Conflicted study of the week: plant-based meat alternatives

A big question for discussion is whether plant-based meat alternatives are better for health and the environment than regulat meat.  Are they?  Here is one study.

Plant-based animal product alternatives are healthier and more environmentally sustainable than animal products.  
Christopher J. Bryant.  Front Nutr.  2022 Jul 19;9:934438.   doi: 10.3389/fnut.2022.934438. eCollection 2022.

Rationale:   There are strong reasons to move away from industrial animal agriculture for the good of the environment, animals, our personal health, and public health. Plant-based animal product alternatives (PB-APAs) represent a highly feasible way to reduce animal product consumption, since they address the core consumer decision drivers of taste, price, and convenience.

Method: This paper reviews 43 studies on the healthiness and environmental sustainability of PB-APAs compared to animal products.

Findings:  In terms of environmental sustainability, PB-APAs are more sustainable compared to animal products across a range of outcomes including greenhouse gas emissions, water use, land use, and other outcomes.

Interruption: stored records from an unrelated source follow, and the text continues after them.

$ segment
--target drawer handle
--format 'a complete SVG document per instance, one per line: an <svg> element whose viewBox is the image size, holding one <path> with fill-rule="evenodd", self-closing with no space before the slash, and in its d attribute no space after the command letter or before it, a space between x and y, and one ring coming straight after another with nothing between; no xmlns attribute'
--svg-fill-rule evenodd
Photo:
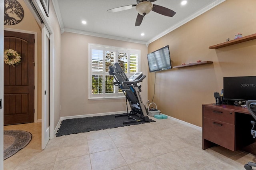
<svg viewBox="0 0 256 170"><path fill-rule="evenodd" d="M220 123L216 123L216 122L213 122L212 123L213 123L214 125L216 125L219 126L220 127L221 127L223 125L221 124Z"/></svg>
<svg viewBox="0 0 256 170"><path fill-rule="evenodd" d="M223 113L221 111L213 111L213 112L216 113Z"/></svg>

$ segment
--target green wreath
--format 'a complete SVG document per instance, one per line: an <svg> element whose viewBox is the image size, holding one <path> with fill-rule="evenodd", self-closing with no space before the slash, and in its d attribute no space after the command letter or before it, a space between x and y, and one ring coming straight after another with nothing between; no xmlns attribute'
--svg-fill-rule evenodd
<svg viewBox="0 0 256 170"><path fill-rule="evenodd" d="M12 49L5 49L4 51L4 61L6 64L15 67L21 63L21 56L16 51Z"/></svg>

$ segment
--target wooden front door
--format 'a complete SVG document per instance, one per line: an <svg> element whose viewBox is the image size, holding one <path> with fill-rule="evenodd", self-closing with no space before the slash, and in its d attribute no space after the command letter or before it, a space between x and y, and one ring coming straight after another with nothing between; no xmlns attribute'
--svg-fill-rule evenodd
<svg viewBox="0 0 256 170"><path fill-rule="evenodd" d="M4 124L34 122L34 36L4 31L4 49L16 51L21 63L4 64Z"/></svg>

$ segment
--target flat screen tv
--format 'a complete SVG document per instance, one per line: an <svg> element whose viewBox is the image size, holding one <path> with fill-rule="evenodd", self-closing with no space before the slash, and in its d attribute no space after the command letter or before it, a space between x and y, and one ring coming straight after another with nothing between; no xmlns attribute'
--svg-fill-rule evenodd
<svg viewBox="0 0 256 170"><path fill-rule="evenodd" d="M172 68L169 45L150 53L147 55L150 72Z"/></svg>
<svg viewBox="0 0 256 170"><path fill-rule="evenodd" d="M223 99L236 101L256 99L256 76L223 77Z"/></svg>

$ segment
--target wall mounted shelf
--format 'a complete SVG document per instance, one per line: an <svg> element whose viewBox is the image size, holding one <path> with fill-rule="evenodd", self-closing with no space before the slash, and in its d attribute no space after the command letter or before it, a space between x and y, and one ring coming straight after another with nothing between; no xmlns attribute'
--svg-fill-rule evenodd
<svg viewBox="0 0 256 170"><path fill-rule="evenodd" d="M211 49L217 49L218 48L222 48L222 47L226 47L227 46L231 45L254 39L256 39L256 34L246 36L245 37L238 38L236 40L233 40L218 44L210 46L209 47L209 48Z"/></svg>
<svg viewBox="0 0 256 170"><path fill-rule="evenodd" d="M188 67L195 66L196 65L203 65L204 64L212 64L212 63L213 63L213 62L212 61L201 61L199 63L192 63L191 64L186 64L185 65L177 65L176 66L174 66L173 68L174 69L178 69L180 68L187 67Z"/></svg>

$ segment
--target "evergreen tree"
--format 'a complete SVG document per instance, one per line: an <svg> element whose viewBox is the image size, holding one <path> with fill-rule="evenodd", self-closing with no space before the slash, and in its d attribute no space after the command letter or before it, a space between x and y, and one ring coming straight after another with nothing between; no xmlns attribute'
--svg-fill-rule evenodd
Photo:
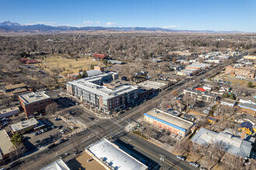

In terms of healthiness, PB-APAs present a number of benefits, including generally favourable nutritional profiles, aiding weight loss and muscle synthesis, and catering to specific health conditions.

Conclusion:  As more conventional meat producers move into plant-based meat products, consumers and policymakers should resist naturalistic heuristics about PB-APAs and instead embrace their benefits for the environment, public health, personal health, and animals.

Conflict of interest: Although there is no specific conflict of interest or funding related to this project, the author is an independent research consultant and works with alternative protein companies.

Comment:  You would think that plant-based meat alternatives would be better for the environment than beef but without an agreed-upon method for assessing environmental impact, much depends on researchers’ assumptions.  This literature review was done by a consultant who does research for companies making alternative-to-meat proteins.   His conclusion based on his study—the takeover of small plant-based meat companies by Big Meat is a Good Thing—is predictable from his conflicted interest.  I’d prefer an independent assessment of the environmental implications of these products.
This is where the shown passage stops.